À Dar-es-Salam, le départ des familles après l’éboulement meurtrier a laissé derrière lui des habitations évacuées et des vies bouleversées. Contraints de quitter leurs logements, plusieurs sinistrés ont été relogés provisoirement à Dixinn Terrasse, où ils tentent désormais de s’adapter à de nouvelles conditions de vie.

Parmi eux, Issiaga Camara, ancien locataire à Dar-es-Salam, y vivait depuis 1986. Pendant près de quatre décennies, il y avait fondé sa famille et construit une partie importante de sa vie. Son départ du quartier est intervenu dans le cadre des opérations d’évacuation menées après le drame.
Revenant sur ses années passées à Dar-es-Salam, Issiaga Camara explique l’attachement qu’il avait à son ancien logement :
« J’étais locataire depuis 1986. C’est ici que j’ai fondé ma famille et bâti beaucoup de choses. »

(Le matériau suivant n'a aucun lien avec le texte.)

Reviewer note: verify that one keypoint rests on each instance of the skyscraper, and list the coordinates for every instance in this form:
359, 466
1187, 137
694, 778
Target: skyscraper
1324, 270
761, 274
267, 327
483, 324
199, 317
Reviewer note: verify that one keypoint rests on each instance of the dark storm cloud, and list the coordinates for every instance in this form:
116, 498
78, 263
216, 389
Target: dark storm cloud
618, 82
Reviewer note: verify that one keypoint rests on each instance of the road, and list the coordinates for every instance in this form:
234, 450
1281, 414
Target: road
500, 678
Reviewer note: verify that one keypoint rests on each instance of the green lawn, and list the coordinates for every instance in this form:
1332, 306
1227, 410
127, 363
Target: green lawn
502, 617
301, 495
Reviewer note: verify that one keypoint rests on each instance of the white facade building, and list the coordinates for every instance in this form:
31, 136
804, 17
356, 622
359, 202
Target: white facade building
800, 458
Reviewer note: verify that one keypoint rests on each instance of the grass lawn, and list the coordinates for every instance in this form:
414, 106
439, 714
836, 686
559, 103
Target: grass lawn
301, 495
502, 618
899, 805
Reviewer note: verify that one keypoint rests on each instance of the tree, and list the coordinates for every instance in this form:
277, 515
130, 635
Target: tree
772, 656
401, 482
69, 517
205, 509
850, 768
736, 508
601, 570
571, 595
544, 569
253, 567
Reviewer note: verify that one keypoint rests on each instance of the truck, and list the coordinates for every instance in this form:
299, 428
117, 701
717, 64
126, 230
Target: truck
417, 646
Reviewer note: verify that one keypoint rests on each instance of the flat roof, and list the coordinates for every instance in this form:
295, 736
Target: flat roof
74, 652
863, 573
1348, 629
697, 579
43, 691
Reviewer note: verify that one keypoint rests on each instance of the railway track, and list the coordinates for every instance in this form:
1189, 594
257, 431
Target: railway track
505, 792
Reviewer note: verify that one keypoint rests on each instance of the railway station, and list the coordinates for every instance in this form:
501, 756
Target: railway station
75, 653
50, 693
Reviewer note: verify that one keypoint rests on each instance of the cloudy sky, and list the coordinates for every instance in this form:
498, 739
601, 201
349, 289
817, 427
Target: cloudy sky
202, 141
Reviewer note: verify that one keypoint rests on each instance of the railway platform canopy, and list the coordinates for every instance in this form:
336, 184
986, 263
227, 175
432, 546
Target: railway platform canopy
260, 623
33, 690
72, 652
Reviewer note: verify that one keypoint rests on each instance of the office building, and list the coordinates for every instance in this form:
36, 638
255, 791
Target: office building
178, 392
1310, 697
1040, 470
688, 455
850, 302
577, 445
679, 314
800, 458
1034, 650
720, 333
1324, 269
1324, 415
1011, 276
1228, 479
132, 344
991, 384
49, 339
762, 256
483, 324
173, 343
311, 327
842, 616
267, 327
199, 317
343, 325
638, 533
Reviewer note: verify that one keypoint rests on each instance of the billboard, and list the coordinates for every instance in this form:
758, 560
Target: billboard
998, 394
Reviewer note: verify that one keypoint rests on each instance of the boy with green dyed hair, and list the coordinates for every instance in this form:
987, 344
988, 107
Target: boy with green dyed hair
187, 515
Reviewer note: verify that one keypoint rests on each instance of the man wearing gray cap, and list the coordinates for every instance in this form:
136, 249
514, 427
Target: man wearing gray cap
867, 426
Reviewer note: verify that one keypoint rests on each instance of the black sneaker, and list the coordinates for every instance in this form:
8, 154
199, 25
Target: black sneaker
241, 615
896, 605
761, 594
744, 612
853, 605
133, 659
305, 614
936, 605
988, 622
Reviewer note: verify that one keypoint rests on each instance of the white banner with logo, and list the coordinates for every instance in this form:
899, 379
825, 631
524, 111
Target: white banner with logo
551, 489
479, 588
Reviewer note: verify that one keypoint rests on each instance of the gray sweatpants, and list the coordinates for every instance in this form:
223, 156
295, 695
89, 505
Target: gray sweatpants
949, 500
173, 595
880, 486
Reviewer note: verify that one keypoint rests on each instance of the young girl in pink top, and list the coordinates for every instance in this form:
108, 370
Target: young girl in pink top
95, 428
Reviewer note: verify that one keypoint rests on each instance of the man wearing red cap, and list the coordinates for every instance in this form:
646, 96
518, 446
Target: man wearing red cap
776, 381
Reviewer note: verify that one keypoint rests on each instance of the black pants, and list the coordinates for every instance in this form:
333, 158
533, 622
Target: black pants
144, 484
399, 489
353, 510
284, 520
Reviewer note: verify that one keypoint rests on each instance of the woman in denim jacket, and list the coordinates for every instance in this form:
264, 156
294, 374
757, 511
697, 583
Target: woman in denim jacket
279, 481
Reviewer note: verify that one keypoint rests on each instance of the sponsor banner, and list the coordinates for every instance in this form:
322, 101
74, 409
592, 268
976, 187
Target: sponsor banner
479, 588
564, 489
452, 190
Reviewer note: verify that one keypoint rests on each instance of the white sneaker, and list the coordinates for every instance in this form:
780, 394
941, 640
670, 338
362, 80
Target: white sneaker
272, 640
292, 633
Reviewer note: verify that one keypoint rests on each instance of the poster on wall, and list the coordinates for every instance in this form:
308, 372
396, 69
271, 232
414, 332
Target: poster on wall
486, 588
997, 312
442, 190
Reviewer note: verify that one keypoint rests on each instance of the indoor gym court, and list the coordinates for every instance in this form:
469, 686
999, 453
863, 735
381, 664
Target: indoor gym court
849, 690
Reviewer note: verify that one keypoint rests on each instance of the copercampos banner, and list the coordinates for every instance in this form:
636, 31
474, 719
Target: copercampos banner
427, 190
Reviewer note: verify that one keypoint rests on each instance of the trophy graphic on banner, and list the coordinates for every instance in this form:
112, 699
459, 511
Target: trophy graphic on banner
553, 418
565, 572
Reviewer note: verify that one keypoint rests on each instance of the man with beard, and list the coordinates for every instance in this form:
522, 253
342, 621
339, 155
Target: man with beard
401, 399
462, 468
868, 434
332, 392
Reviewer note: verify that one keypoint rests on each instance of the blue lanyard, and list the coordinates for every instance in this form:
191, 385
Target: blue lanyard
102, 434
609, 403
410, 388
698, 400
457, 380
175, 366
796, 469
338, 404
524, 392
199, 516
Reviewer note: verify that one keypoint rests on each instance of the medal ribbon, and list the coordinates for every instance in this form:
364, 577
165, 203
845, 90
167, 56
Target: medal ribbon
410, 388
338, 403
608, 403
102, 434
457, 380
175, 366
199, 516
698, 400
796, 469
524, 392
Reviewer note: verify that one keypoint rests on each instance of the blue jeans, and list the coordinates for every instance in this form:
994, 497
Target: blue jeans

Selon lui, le départ ne résultait pas d’une décision personnelle. Il affirme que même le propriétaire du logement n’aurait pas été informé à l’avance de l’opération.
L’ancien locataire raconte les circonstances dans lesquelles sa famille a dû quitter les lieux :
« Le propriétaire n’était même pas au courant de ce déguerpissement. Je ne voulais pas quitter, mais malheureusement, ce déguerpissement nous est tombé dessus et nous n’avons pas eu le choix. Il a fallu qu’on quitte. »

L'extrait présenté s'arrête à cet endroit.